Global tax reform: the OECD pillars

The OECD’s ‘Two-Pillar’ proposals seek to introduce fundamental reforms to the international tax framework to meet the needs of a globalised and digitalised 21st century economy.
At least 140 jurisdictions have signed up to the OECD’s July 2023 Outcome Statement on a Two-Pillar Solution which consists, in broad terms, of the following reforms to the global tax architecture.
The two pillars
Pillar One is designed to address the concern that the traditional international tax rules (broadly) requiring physical presence to allocate taxing rights are not fit for purpose in a globalised and digitalised economy where businesses no longer need to be physically present in a jurisdiction to do business there. The Pillar One reforms comprise two sets of measures:
- Amount A is designed to reallocate taxing rights over part of the extraordinary profits of very large multinational groups from “relieving jurisdictions” to “market jurisdictions”, irrespective of whether businesses have a physical presence in those market jurisdictions. These reforms are to be implemented via a multilateral convention (MLC), which will amend existing double tax treaties as required.

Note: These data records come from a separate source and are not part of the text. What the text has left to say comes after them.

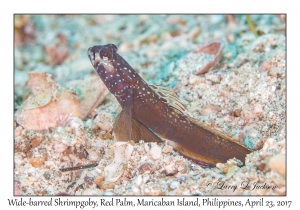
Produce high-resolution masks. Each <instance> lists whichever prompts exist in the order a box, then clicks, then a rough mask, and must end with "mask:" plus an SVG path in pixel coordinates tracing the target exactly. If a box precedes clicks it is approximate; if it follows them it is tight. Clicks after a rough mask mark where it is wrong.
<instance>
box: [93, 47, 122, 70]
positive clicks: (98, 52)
mask: <svg viewBox="0 0 300 210" xmlns="http://www.w3.org/2000/svg"><path fill="white" fill-rule="evenodd" d="M117 50H118V48H117V47H116V45H114V44H107V45H95V46H93V47H90V48H89V49H88V57H89V59H90V61H91V63H92V65H93V66H94V68H95V70H96V69H97V68H98V67H99V66H100V65H102V66H105V69H108V70H111V71H112V70H113V69H114V65H113V64H114V61H115V57H116V56H115V54H116V53H117Z"/></svg>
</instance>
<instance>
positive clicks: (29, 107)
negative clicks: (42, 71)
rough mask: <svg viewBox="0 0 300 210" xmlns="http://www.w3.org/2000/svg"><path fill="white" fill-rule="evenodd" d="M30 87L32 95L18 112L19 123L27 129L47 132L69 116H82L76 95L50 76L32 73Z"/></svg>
mask: <svg viewBox="0 0 300 210" xmlns="http://www.w3.org/2000/svg"><path fill="white" fill-rule="evenodd" d="M29 76H30V80H29V82H28V86H29V87H30V88H31V89H32V93H33V94H32V95H31V96H29V97H28V98H27V100H26V101H25V102H24V103H23V104H22V105H21V107H20V108H19V110H18V112H17V115H16V117H17V122H18V123H19V124H20V125H21V126H23V127H24V128H26V129H31V130H46V129H48V128H50V127H57V126H58V125H60V124H61V123H62V121H63V119H65V118H67V117H69V116H75V117H79V116H80V104H79V100H78V98H77V97H76V95H75V94H74V93H72V92H70V91H67V90H65V89H64V88H63V87H61V86H59V85H58V84H56V83H55V82H54V81H53V80H52V79H51V75H50V74H46V73H39V72H30V73H29Z"/></svg>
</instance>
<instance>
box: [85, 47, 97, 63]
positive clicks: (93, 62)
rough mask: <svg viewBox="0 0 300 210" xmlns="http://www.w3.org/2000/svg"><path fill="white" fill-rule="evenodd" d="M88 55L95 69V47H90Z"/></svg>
mask: <svg viewBox="0 0 300 210" xmlns="http://www.w3.org/2000/svg"><path fill="white" fill-rule="evenodd" d="M87 55H88V57H89V59H90V61H91V63H92V65H93V66H94V67H95V65H94V64H95V50H94V47H90V48H89V49H88V51H87Z"/></svg>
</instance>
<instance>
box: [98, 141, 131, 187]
mask: <svg viewBox="0 0 300 210" xmlns="http://www.w3.org/2000/svg"><path fill="white" fill-rule="evenodd" d="M112 148H113V150H114V153H115V157H114V160H113V162H112V163H111V164H110V165H108V166H106V167H105V168H104V177H105V181H106V182H116V181H117V180H118V179H119V178H120V177H121V176H122V175H123V173H124V164H125V163H126V162H127V161H128V160H129V159H130V157H131V154H132V152H133V146H132V145H131V144H130V143H127V142H116V143H114V144H113V146H112Z"/></svg>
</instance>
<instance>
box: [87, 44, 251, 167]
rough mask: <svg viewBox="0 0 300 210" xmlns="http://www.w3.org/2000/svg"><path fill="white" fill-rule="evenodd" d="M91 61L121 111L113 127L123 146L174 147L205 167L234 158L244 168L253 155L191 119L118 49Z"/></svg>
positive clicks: (165, 94) (93, 57)
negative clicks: (233, 157) (142, 144)
mask: <svg viewBox="0 0 300 210" xmlns="http://www.w3.org/2000/svg"><path fill="white" fill-rule="evenodd" d="M88 57H89V59H90V61H91V63H92V65H93V66H94V68H95V71H96V72H97V73H98V75H99V76H100V78H101V79H102V81H103V82H104V83H105V85H106V86H107V88H108V89H109V91H110V92H111V93H112V94H114V95H115V97H116V98H117V100H118V102H119V103H120V105H121V107H122V111H121V112H120V113H119V115H118V117H117V118H116V122H115V124H114V131H115V133H116V137H117V139H118V140H119V141H129V140H131V139H133V140H134V141H139V140H141V139H143V140H144V141H156V142H161V138H165V139H168V140H171V141H173V142H175V147H176V149H177V150H178V151H179V152H180V153H181V154H183V155H184V156H187V157H189V158H191V159H193V160H194V161H196V162H198V163H199V164H201V165H203V166H214V165H215V164H216V163H218V162H223V163H224V162H226V161H227V160H228V159H230V158H233V157H235V158H238V159H240V160H241V161H243V162H245V157H246V155H247V154H249V153H250V152H252V150H250V149H248V148H247V147H246V146H244V145H242V144H239V143H237V142H236V141H234V140H233V139H232V138H231V137H230V136H227V135H226V134H224V133H222V132H220V131H217V130H215V129H213V128H212V127H210V126H208V125H206V124H204V123H202V122H200V121H198V120H196V119H194V118H191V117H189V116H188V115H187V114H186V111H185V106H184V104H182V103H181V102H180V100H179V99H178V98H177V96H176V95H175V94H174V93H173V92H172V91H170V90H168V89H166V88H164V87H159V86H154V85H148V84H147V83H146V82H145V81H144V80H143V79H142V78H141V77H140V76H139V75H138V74H137V72H136V71H135V70H134V69H133V68H132V67H131V66H130V65H129V64H128V63H127V62H126V61H125V60H124V59H123V58H122V57H121V56H120V55H119V54H118V53H117V47H116V46H115V45H114V44H108V45H98V46H94V47H91V48H89V49H88Z"/></svg>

To be entitled to Amount A taxing rights, jurisdictions must remove unilateral digital services taxes and similar measures from their tax code.
- Amount B is designed to modify the application of the arm’s length principle to “baseline marketing and distribution activities” – effectively by setting a fixed return for such activities in transfer pricing methodologies intended to approximate the arm’s length principle without requiring groups to undertake extensive transfer pricing benchmarking analysis. This will be achieved by updating the OECD’s Transfer Pricing Guidelines.